Они ссорились. Она страдала. И раны любви были тем больнее, что она добровольно сбросила с себя спасительную броню труда и творчества. Ничто не могло ей дать забвения и утешить ее.

И эта зима оказалась роковой.

В борьбе за свое достоинство, в этой борьбе с унижавшей ее страстью Опочинина перегорела ее любовь. В сущности, охлаждение Надежды Васильевны началось не со вчерашнего дня и раньше смутно чувствовалось обоими после ссор, в часы усталости физической и душевной. Однако они упорно отгоняли эти догадки. Слишком жуткой казалась пустота сердцу, привыкшему к волнениям. Мертвыми очами глядела на них пустыня будущего без манящего миража любви.

В эту зиму Надежда Васильевна внезапно пристрастилась к маскараду.

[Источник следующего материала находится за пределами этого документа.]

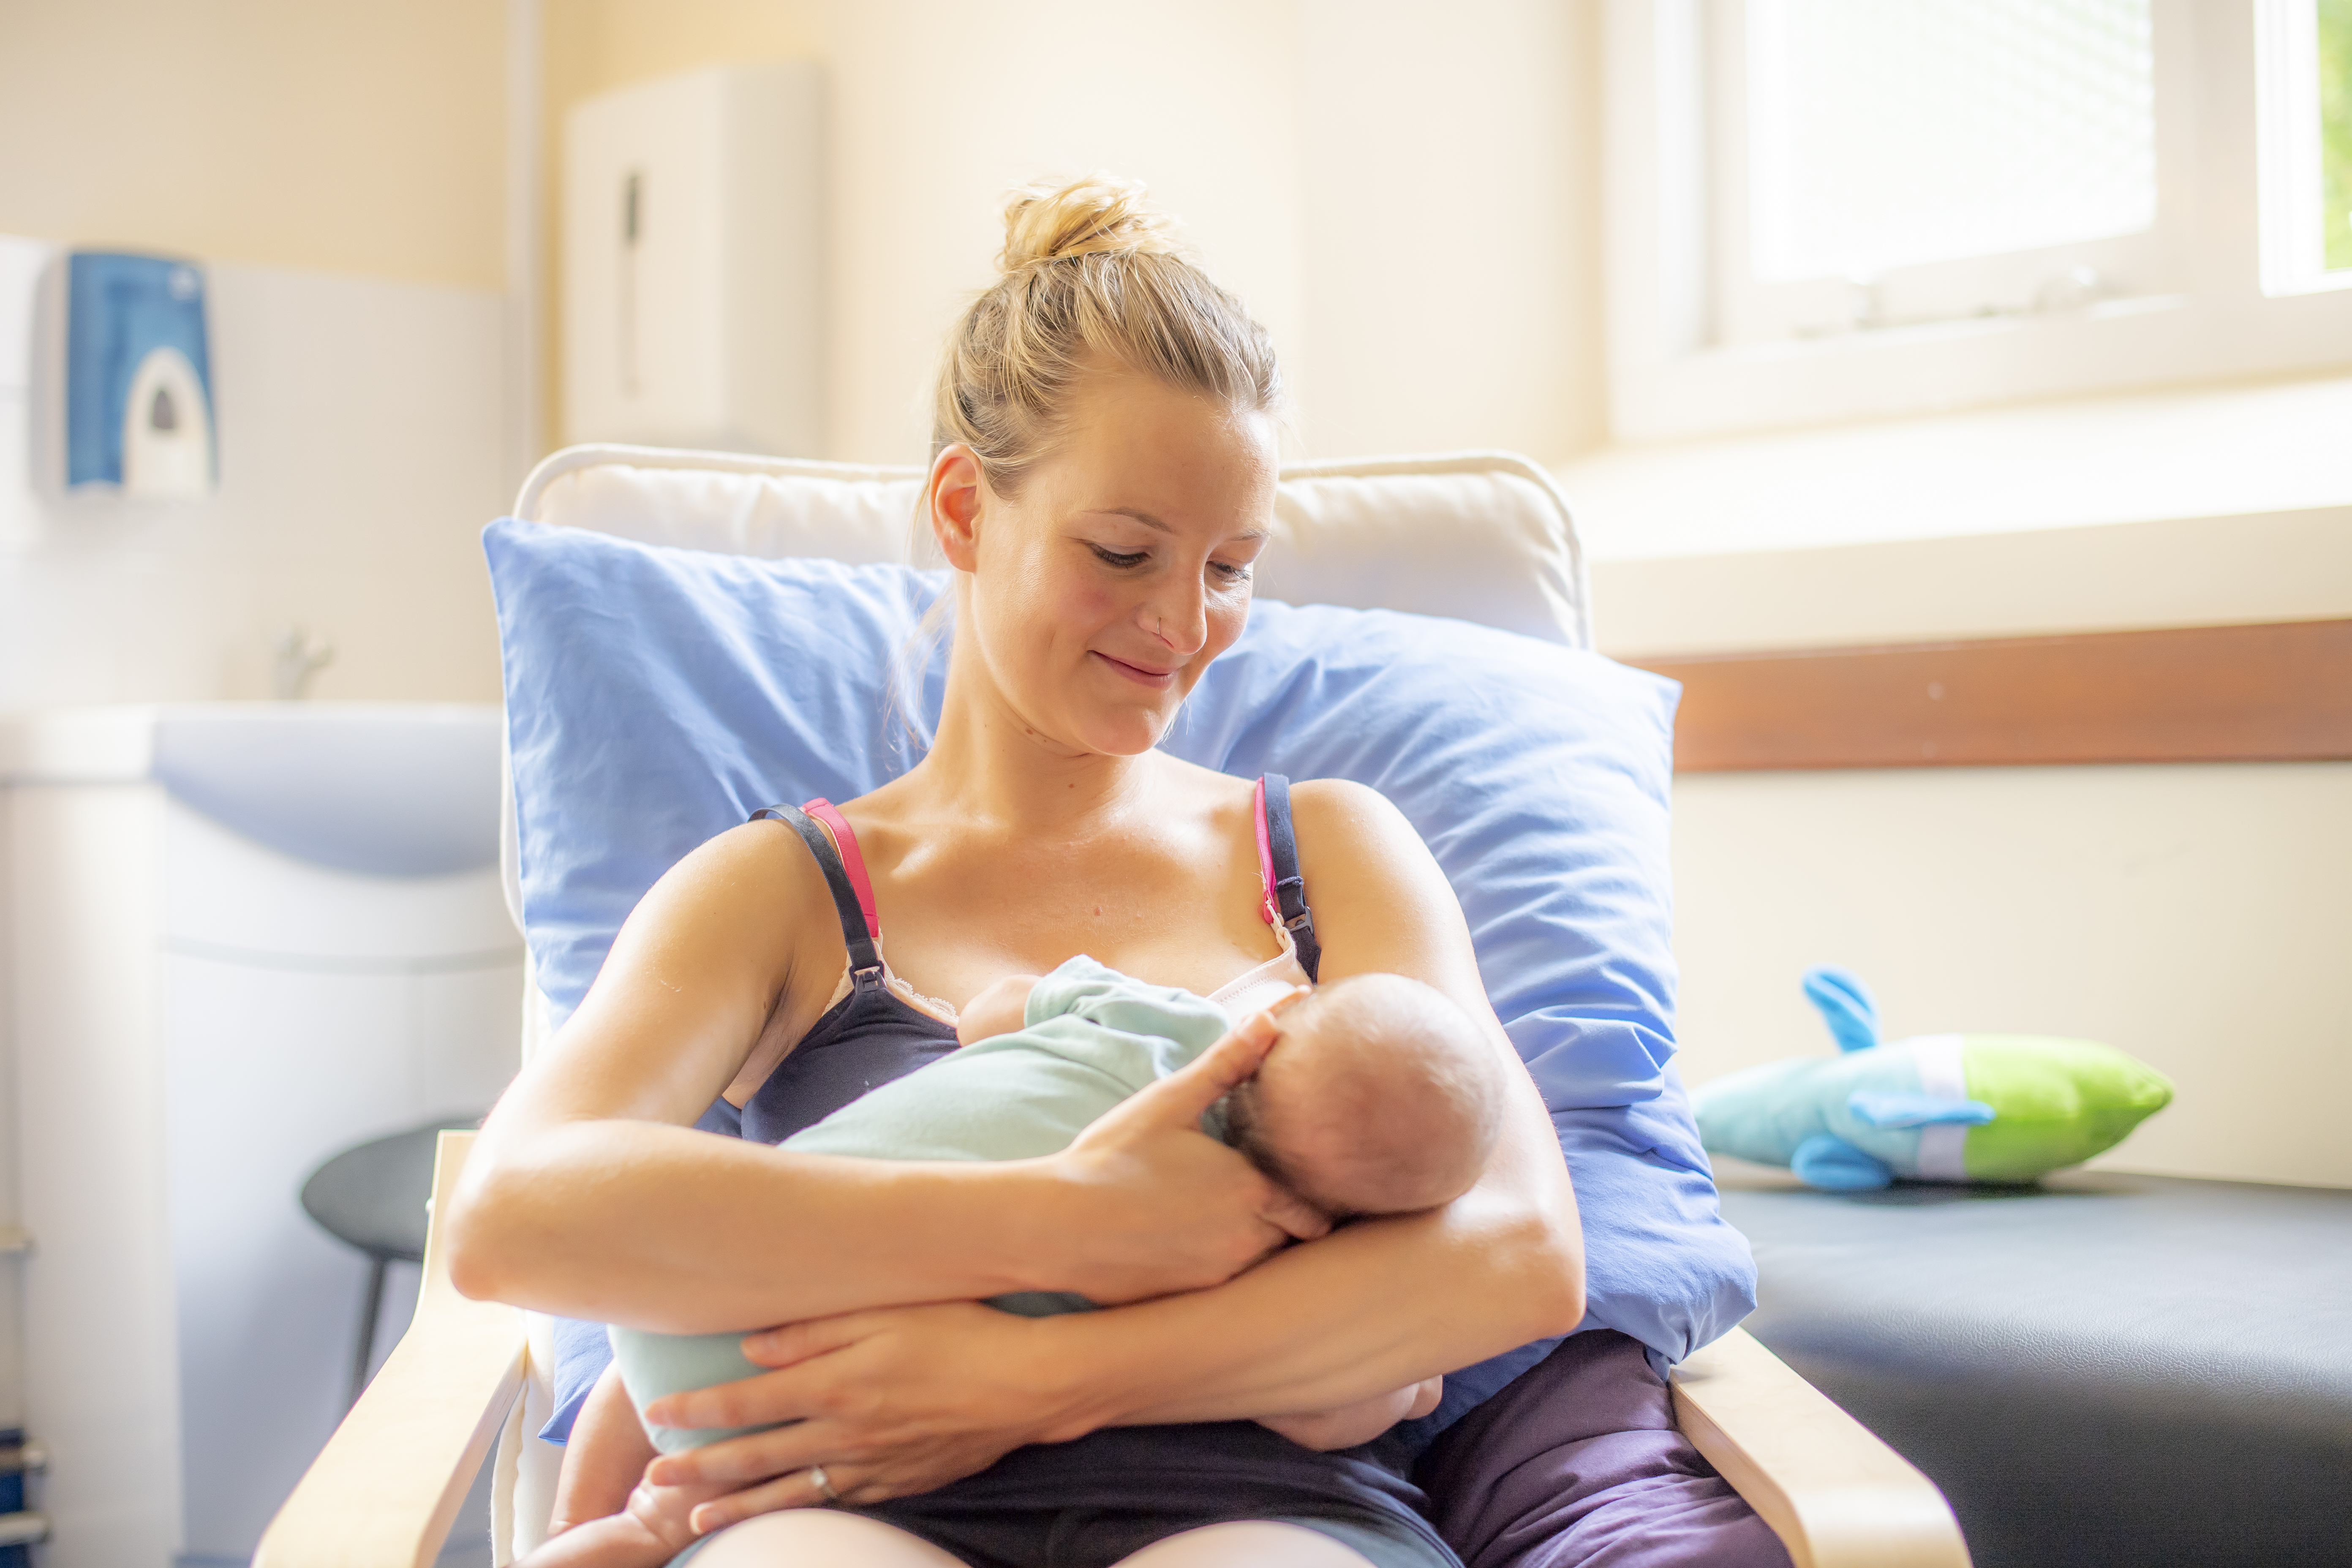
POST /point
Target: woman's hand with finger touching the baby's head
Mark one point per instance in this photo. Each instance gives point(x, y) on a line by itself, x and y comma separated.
point(1156, 1205)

Что влекло ее туда? Она сама не могла бы сказать. Быть может, эти ощущения, как хмель, возбуждали упавшие нервы. Быть может, как и на балах (Надежда Васильевна так любила вальс и мазурку), она в маскараде инстинктивно жаждала нравственного освобождения от гнета всех обязательств; искала отречения не только от всего, что окружало ее, но главным образом от самой себя. Она стремилась здесь к тому же таинственному перевоплощению, которое давала ей сцена.

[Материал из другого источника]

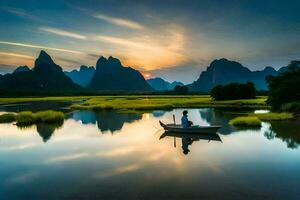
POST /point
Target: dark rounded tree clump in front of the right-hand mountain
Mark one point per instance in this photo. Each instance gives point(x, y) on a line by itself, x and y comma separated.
point(233, 91)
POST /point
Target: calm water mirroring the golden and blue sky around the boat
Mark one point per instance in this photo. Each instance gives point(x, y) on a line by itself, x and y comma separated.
point(109, 155)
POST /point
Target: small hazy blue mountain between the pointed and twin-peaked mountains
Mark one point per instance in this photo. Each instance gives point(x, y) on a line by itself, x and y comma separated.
point(83, 76)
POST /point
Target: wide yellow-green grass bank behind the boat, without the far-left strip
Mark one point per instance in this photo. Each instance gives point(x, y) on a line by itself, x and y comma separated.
point(165, 102)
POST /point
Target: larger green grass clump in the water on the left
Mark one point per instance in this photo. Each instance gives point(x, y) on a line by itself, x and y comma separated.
point(28, 118)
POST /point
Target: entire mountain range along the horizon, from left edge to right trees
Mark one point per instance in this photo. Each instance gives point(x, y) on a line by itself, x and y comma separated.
point(111, 75)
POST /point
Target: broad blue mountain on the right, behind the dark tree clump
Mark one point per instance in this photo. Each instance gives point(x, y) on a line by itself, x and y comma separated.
point(224, 71)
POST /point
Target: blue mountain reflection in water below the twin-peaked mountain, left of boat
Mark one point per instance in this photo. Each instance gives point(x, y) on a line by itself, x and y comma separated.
point(106, 120)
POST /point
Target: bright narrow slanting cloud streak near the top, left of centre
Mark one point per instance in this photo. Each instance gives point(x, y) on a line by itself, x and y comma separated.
point(120, 22)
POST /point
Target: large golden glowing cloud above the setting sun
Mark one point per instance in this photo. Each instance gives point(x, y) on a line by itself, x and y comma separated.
point(149, 52)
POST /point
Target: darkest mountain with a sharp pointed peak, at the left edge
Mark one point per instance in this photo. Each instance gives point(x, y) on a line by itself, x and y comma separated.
point(46, 76)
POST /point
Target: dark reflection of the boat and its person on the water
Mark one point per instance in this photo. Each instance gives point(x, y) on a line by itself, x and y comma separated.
point(188, 139)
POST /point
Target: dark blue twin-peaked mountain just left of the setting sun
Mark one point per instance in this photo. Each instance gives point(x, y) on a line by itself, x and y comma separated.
point(110, 75)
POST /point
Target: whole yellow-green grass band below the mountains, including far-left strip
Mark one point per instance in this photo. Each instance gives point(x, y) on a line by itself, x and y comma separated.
point(144, 102)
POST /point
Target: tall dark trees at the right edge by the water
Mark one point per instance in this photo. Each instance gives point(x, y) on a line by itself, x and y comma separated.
point(285, 87)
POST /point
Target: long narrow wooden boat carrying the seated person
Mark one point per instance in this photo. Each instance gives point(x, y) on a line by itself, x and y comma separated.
point(176, 128)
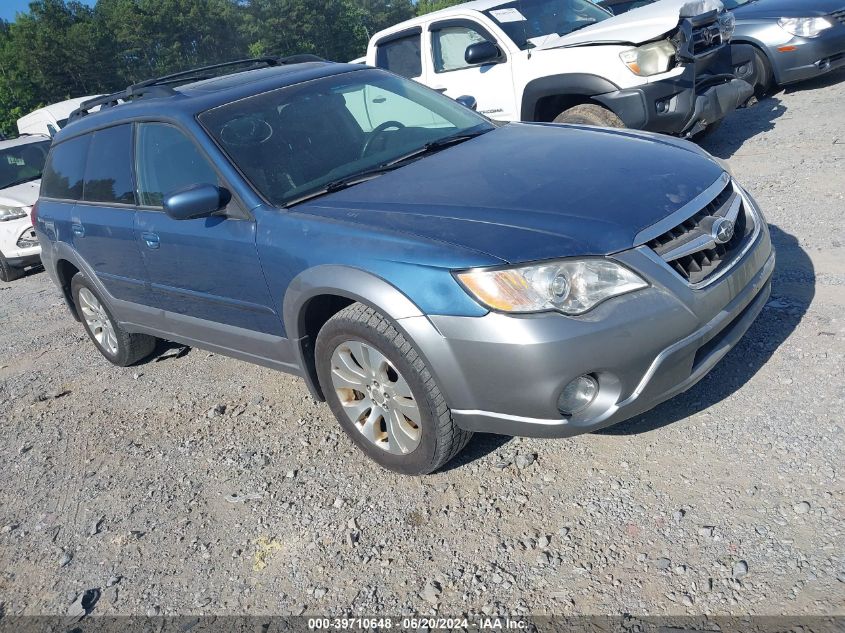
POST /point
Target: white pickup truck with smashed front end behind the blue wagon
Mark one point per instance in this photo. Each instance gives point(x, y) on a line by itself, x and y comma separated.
point(667, 67)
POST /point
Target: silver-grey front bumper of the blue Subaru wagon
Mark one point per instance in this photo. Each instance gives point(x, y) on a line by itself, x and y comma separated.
point(503, 374)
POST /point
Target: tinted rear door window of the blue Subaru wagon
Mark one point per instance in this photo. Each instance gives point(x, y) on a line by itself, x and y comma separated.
point(108, 175)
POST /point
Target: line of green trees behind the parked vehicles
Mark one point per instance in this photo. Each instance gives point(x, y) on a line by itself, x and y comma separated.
point(61, 49)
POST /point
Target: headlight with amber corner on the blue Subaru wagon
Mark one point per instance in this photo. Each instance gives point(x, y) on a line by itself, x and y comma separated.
point(570, 286)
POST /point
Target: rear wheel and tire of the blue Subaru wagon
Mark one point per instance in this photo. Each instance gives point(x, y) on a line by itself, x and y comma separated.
point(120, 347)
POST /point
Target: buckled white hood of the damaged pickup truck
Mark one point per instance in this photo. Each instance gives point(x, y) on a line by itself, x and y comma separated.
point(639, 25)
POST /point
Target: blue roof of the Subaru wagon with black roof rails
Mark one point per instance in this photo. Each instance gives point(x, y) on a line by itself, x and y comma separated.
point(189, 100)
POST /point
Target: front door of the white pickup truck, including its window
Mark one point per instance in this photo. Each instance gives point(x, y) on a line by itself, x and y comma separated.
point(490, 83)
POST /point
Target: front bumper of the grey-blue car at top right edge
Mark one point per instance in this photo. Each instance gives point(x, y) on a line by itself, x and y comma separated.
point(808, 57)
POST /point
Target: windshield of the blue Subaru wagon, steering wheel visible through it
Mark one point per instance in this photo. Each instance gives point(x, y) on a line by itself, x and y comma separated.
point(297, 140)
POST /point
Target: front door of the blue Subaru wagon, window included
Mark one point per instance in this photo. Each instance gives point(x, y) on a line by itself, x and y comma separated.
point(207, 268)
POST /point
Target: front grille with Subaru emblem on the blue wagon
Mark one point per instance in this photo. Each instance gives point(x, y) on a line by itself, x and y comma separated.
point(701, 245)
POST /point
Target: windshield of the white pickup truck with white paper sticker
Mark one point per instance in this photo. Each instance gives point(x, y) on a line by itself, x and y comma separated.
point(531, 23)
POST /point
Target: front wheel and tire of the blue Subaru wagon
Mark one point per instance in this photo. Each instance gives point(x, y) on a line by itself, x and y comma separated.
point(383, 394)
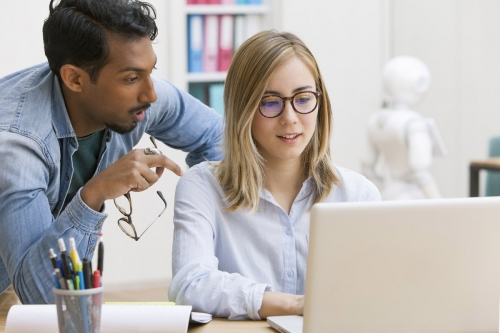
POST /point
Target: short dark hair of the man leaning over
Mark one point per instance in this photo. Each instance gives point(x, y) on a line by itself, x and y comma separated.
point(75, 31)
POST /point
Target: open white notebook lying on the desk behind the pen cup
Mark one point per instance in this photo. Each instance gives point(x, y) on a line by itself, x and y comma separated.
point(126, 318)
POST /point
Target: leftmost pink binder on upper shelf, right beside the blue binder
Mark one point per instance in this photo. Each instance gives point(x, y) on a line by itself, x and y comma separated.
point(211, 43)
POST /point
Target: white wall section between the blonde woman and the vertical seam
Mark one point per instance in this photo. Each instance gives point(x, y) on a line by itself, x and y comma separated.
point(347, 40)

Зачем?.. Была ли это потребность в привычном опьянении рампы? Или же это стремление шло из каких-то более глубоких неведомых тайников? Она не спрашивала себя. Она наслаждалась.

Вот она входит в душную залу, где тускло поблескивают огни люстр. Ей кидается в лицо дыхание чужой, возбужденной, чувственной толпы. И сразу ее охватывает мелкая дрожь. Она идет, вызывая любопытство, стройная, гибкая, с желтым атласным бантом на плече (у нее одной такой бант). И как душистый цветок привлекает пчел, так манит мужчин эта таинственная женщина.

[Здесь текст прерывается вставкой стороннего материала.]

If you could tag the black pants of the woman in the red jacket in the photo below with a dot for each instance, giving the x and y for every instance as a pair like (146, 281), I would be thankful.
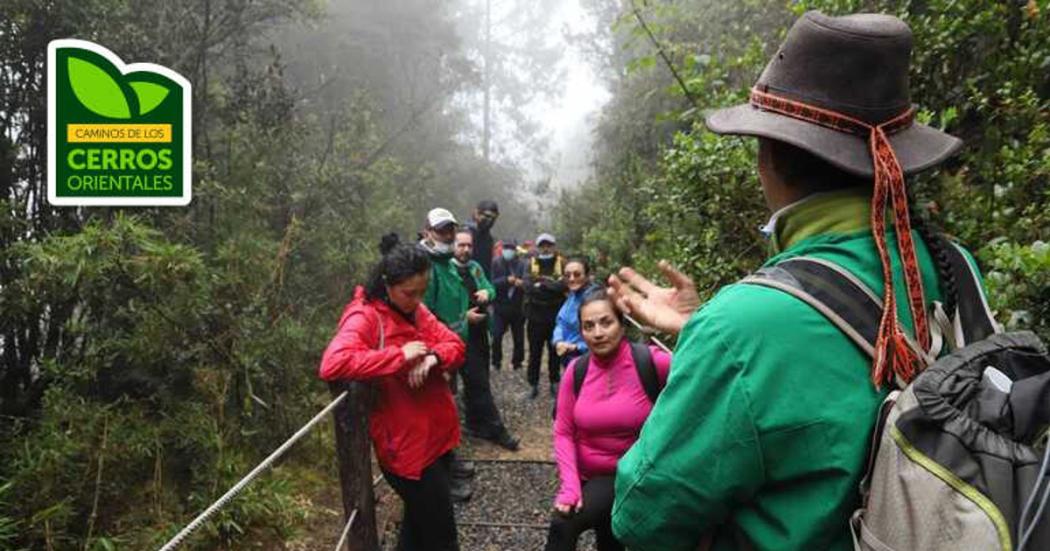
(429, 522)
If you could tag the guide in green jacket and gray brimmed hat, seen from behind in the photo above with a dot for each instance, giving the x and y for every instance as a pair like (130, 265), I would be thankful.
(760, 439)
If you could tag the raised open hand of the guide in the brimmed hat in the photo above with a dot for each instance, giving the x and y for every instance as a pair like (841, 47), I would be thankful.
(666, 309)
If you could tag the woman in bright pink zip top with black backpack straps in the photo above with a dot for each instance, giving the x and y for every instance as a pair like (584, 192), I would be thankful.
(598, 423)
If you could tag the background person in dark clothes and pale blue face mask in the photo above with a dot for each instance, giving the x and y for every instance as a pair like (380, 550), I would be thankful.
(509, 278)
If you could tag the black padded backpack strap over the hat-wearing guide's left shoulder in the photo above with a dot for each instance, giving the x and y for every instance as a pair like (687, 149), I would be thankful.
(833, 291)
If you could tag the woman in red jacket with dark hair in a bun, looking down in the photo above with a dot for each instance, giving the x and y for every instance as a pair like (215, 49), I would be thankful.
(387, 336)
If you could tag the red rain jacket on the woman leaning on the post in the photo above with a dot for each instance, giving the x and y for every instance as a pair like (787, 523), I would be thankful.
(410, 428)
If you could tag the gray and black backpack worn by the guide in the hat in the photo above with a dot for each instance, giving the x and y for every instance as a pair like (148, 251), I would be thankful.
(955, 461)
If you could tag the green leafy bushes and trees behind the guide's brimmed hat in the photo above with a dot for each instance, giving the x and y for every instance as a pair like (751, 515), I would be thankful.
(667, 188)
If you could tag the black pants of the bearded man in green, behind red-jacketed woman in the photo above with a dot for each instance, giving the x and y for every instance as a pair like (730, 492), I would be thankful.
(482, 416)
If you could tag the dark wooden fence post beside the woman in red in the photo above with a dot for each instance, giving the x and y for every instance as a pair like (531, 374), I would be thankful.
(353, 450)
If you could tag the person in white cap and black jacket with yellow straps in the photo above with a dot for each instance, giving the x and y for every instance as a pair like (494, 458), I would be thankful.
(544, 294)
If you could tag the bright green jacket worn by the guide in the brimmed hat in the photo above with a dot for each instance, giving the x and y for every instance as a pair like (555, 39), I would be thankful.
(763, 430)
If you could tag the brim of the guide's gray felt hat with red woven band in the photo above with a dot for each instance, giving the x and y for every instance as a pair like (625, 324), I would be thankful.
(918, 149)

Такая застенчивая в жизни, из-за этой застенчивости многим казавшаяся надменной, под маской она становится смелой, кокетливой, вызывающей. Целомудренная от природы, она чувствует себя здесь такой доступной… Ей даже жутко.

Она смело подходит к незнакомому, интересному человеку, берет его под руку, начинает интриговать. Она говорит ему ты, по красивому обычаю маскарада. Говорить ты поклонникам еще упоительнее. Видеть загорающиеся огоньки в глазах тех, кто клялся ей в неизменной любви, так смешно, так весело… Ее глубокий, грудной голос становится чужим, высоким, певучим, зовущим. Смех звучит нервно и вызывающе. Она обещает то, чего нельзя выполнить. Она дразнит, манит, играет глазами, голосом, словами. Разве в жизни когда-нибудь она делала так?.. Нет! Нет… Только на сцене и то редко, потому что и на сцене легкомыслию, кокетству и расчетливой лжи она предпочитала драму, сильные чувства, естественные движения, правдивость интонаций.